この裁判は、NAAが市東さんの耕作地を「不法耕作地」と言いがかりをつけ、明け渡しを求めているもの。その訴えの唯一と言っていい証拠が「境界確認書」や「同意書」だ。ところがそこには市東さんが耕作していない土地(「E1土地」と呼称)が含まれていた。なぜそんなことになっているのか。旧地主と旧空港公団(NAAの前身)の交渉記録や公団職員の証言が提出されれば真偽がはっきりするが、NAAは提出に一切応じず、地裁・高裁の文書提出命令も拒否し続けている。

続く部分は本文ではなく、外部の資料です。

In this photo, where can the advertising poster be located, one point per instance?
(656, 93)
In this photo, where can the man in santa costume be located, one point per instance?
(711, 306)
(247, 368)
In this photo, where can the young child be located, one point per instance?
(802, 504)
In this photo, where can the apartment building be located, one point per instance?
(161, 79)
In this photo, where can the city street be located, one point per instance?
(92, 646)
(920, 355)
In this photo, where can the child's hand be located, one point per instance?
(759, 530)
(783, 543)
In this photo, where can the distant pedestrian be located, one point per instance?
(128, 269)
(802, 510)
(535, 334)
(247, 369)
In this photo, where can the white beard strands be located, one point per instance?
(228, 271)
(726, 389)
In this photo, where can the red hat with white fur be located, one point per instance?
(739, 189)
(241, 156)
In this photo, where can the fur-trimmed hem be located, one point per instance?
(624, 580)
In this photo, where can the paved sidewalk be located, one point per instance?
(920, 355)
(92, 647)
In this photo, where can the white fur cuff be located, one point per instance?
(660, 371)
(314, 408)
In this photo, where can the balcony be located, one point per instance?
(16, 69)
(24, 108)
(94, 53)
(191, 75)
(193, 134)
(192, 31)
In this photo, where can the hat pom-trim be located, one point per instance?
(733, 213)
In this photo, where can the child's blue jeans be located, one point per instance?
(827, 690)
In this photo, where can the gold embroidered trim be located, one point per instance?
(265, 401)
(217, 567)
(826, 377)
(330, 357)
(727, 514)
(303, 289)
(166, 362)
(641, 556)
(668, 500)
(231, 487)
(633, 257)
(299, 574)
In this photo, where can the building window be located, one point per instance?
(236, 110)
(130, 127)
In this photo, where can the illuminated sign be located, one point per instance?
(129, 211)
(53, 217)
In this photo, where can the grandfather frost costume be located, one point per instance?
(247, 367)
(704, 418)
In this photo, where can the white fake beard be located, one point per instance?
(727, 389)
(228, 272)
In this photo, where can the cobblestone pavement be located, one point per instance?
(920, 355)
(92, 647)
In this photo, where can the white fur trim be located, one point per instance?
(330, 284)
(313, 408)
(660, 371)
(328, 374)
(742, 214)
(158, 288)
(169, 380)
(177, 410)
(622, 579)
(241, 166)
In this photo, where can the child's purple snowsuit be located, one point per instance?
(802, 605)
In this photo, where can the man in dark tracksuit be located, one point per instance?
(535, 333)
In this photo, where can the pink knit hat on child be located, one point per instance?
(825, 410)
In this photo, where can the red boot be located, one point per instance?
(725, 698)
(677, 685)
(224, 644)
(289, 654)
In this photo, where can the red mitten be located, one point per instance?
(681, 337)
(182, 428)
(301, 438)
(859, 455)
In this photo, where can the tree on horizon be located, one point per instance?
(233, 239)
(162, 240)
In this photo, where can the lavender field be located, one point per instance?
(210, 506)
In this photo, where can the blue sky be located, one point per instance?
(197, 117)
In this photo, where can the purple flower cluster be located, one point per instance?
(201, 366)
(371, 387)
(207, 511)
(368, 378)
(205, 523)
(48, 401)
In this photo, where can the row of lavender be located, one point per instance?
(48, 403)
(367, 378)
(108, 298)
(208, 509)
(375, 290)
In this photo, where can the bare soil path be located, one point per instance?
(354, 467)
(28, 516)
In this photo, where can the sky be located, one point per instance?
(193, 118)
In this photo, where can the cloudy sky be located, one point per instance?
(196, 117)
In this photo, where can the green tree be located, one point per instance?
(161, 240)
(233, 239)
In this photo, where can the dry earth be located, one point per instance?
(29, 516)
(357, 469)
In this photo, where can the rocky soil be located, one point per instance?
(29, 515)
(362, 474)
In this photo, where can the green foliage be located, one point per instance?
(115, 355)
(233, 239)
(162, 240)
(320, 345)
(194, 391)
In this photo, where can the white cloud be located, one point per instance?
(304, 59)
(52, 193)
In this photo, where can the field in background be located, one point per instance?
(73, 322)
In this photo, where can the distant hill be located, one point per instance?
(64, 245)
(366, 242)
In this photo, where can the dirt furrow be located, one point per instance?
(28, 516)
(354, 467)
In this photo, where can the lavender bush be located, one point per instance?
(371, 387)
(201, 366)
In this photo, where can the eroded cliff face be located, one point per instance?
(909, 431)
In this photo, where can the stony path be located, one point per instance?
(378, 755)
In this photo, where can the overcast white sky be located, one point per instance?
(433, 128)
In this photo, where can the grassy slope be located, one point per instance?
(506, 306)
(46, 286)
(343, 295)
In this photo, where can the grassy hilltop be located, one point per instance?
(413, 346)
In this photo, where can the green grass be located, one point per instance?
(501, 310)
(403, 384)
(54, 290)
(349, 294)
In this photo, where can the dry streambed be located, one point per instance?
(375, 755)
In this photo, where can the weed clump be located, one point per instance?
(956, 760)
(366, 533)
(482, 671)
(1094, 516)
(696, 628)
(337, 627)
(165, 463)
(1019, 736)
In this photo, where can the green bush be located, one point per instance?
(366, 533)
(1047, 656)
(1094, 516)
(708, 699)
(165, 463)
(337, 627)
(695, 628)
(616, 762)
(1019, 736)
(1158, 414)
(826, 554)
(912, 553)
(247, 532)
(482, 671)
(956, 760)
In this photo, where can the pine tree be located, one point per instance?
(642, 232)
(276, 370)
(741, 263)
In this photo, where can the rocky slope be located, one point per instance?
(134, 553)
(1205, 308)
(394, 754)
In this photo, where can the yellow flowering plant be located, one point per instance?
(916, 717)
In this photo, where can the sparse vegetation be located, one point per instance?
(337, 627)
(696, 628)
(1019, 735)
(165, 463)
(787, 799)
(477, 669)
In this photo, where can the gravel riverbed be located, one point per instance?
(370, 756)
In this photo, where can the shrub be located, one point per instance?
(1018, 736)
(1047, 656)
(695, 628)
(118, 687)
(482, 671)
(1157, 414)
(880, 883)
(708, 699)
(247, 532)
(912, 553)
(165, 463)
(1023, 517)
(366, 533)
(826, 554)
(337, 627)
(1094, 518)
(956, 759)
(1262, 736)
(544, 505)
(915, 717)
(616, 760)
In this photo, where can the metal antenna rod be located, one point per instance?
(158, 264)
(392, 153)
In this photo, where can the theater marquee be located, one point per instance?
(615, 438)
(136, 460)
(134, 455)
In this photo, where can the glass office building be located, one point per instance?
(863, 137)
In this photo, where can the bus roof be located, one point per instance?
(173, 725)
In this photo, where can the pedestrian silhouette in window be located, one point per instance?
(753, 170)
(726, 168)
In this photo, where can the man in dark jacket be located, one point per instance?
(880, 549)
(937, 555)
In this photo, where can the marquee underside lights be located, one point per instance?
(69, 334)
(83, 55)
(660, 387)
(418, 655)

立証に入る直前の9月の進行協議の場で、千葉地裁齊藤裁判長は「原告NAAが裁判所の文書提出命令に従わないことで、同意書、境界確認書によって賃借地の位置を特定ができない」と言明。10年もかけてやっとこの判断かという思いもあるが、これでNAAの主張の根幹が崩れた。今後の証人尋問でNAAによる農地取り上げの不当性と不法性が全面的に明らかにされる。
11月13日、その第1回目の証人尋問が行われた。
第1回目の証人の一人目は、旧空港公団用地部職員である法理哲二。NAAが隠し続ける買収当時を知る重要人物の一人である。ところが裁判長が証人を呼べども返事も姿もなし。理由も告げずに出廷を拒否したことが明らかになった。法廷が騒然となるなかで、弁護団は再尋問を求め、裁判長は「検討する」と答えて、強引に次の証人調べに移った。
次の証人は橋本正次さん(東京医科歯科大学名誉教授)。「E1土地」の年代ごとの航空写真(15枚)の鑑定結果を証言。この土地は、当初から防風林として針葉樹が植わっており、隣接する石橋家から年を経るごとに広がっていることから、そこが石橋家の小作地として石橋宅と一体で利用されていることなどを証言した。鑑定証言から「E1土地」は、石橋家の小作地であり、市東家とは無関係であることがはっきりした。
証言は、12月18日(月)、1月22日(月)へ続く。いずれも13時45分~、千葉地裁601法廷。